Hester Crimstein fue hacia la puerta. Tia le siguió. Hester abrió la puerta y entró en tromba. Mike estaba sentado a la mesa. Había dos hombres más en la habitación. Uno estaba en un rincón. El otro estaba prácticamente encima de Mike. Este último se incorporó cuando ellas entraron y dijo:

– Hola. Soy el agente especial Darryl LeCrue.

– No me importa -dijo Hester.

– ¿Disculpe?

– No, no le disculpo. ¿Está arrestado mi cliente?

– Tenemos razones para creer…

– No me importa. Es una pregunta de sí o no. ¿Está arrestado mi cliente?

– Esperamos no tener que…

– De nuevo, no me importa. -Hester miró a Mike-. Doctor Baye, levántese por favor y salga inmediatamente de esta habitación. Su esposa le acompañará a la entrada y pueden esperarme allí.

– Espere un momento, señora Crimstein -dijo LeCrue.

– ¿Sabe mi nombre?

Él se encogió de hombros.

– Sí.

– ¿Cómo?

– La he visto en la tele.

– ¿Quiere un autógrafo?

– No.

– ¿Por qué no? Da lo mismo, no se lo voy a dar. Mi cliente ha terminado por ahora. Si hubiera querido arrestarlo, ya lo habría dicho. Así que saldrá de la habitación y usted y yo charlaremos. Si creo que es necesario, lo traeré de vuelta para hablar con usted. ¿Está claro?

LeCrue miró a su compañero del rincón.

– La respuesta correcta es «Clarísimo, señora Crimstein» -dijo Hester. Después, volviendo a mirar a Mike, añadió-: Márchese.

Mike se levantó. Él y Tia salieron. La puerta se cerró detrás de ellos. Lo primero que preguntó Mike fue:

– ¿Dónde está Jill?

– En casa de Novak.

Mike asintió.

– ¿Quieres ponerme al día? -preguntó Tia.

Mike se lo contó todo, su visita al Club Jaguar, su conversación con Rosemary McDevitt, la pelea que estuvo a punto de iniciar, la aparición de los federales, y el interrogatorio y las fiestas farm.

– Club Jaguar -dijo Mike al acabar-. Acuérdate de los mensajes instantáneos.

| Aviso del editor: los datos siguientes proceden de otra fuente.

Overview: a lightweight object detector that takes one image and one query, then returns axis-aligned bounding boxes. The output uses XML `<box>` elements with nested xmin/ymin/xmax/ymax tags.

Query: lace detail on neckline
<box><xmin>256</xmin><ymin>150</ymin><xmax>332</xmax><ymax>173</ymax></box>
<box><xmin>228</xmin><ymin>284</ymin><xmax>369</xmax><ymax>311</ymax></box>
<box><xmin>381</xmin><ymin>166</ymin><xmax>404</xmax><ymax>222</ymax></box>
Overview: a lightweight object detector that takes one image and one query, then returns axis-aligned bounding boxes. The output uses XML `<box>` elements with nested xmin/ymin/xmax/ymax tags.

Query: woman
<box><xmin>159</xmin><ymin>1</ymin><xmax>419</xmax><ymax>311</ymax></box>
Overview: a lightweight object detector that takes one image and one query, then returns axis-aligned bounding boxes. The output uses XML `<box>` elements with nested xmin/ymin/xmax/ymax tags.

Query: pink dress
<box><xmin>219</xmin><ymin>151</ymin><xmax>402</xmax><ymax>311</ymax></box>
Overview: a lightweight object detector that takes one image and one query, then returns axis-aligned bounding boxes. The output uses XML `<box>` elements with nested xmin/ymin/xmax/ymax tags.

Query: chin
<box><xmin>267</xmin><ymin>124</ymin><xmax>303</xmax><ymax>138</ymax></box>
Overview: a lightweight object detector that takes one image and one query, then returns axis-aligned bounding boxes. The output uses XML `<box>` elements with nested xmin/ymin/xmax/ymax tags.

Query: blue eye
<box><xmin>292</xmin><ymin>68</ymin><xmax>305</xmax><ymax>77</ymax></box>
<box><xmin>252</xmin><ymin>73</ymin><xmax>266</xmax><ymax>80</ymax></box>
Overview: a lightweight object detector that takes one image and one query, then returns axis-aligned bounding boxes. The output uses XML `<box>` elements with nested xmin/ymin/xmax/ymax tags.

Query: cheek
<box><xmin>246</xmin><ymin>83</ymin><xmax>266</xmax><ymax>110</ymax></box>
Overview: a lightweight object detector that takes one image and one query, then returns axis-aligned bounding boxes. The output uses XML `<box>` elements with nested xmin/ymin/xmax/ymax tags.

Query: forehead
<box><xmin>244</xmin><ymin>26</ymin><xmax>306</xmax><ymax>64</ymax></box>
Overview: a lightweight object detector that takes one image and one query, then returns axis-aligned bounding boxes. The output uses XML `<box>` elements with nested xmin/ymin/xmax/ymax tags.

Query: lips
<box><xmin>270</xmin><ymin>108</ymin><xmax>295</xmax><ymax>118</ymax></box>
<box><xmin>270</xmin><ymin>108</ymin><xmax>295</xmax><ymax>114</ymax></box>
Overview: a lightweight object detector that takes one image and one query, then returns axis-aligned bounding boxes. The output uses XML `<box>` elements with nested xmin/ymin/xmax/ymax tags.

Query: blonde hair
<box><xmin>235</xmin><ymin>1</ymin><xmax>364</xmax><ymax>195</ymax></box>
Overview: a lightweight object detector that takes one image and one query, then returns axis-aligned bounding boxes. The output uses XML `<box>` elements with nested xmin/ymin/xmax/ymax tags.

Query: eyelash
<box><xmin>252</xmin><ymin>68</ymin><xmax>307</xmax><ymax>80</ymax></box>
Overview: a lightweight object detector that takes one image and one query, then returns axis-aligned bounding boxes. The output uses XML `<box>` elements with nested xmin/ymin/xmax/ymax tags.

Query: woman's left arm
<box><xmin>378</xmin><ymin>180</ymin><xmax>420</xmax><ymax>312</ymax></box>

– De CeJota8115 -dijo Tia.

– Sí. No son las iniciales de una persona. Significa Club Jaguar.

– ¿Y el 8115?

– No lo sé. A lo mejor es que hay muchas personas con esas iniciales.

– ¿Y tú crees que es esa tal Rosemary comosellame?

– Sí.

Tia intentó asumirlo.

– En cierto modo tiene sentido. Spencer Hill robó fármacos del botiquín de su padre. Así es como se suicidó. Quizá lo hizo en alguna de esas fiestas farm. Quizá estaban celebrando una en la azotea.

– ¿Y crees que Adam estaba allí?

– Parece lógico. Estaban celebrando una fiesta farm. Mezclas las pastillas, crees que es seguro…

Los dos callaron.

– Entonces, ¿Spencer se suicidó? -preguntó Mike.

– Mandó aquellos mensajes.

Se quedaron en silencio. No querían llegar a la otra conclusión.

– Tenemos que encontrar a Adam -dijo Mike-. Concentrémonos en esto, ¿de acuerdo?

Tia asintió. Se abrió la puerta de la sala de interrogatorio y salió Hester. Se acercó a ellos y dijo:

– Aquí no. Salgamos a hablar fuera.

Siguió caminando. Mike y Tia la siguieron rápidamente. Subieron al ascensor, pero Hester no dijo nada. Cuando se abrieron las puertas, Hester caminó decidida hacia la puerta giratoria y salió. Mike y Tia la siguieron.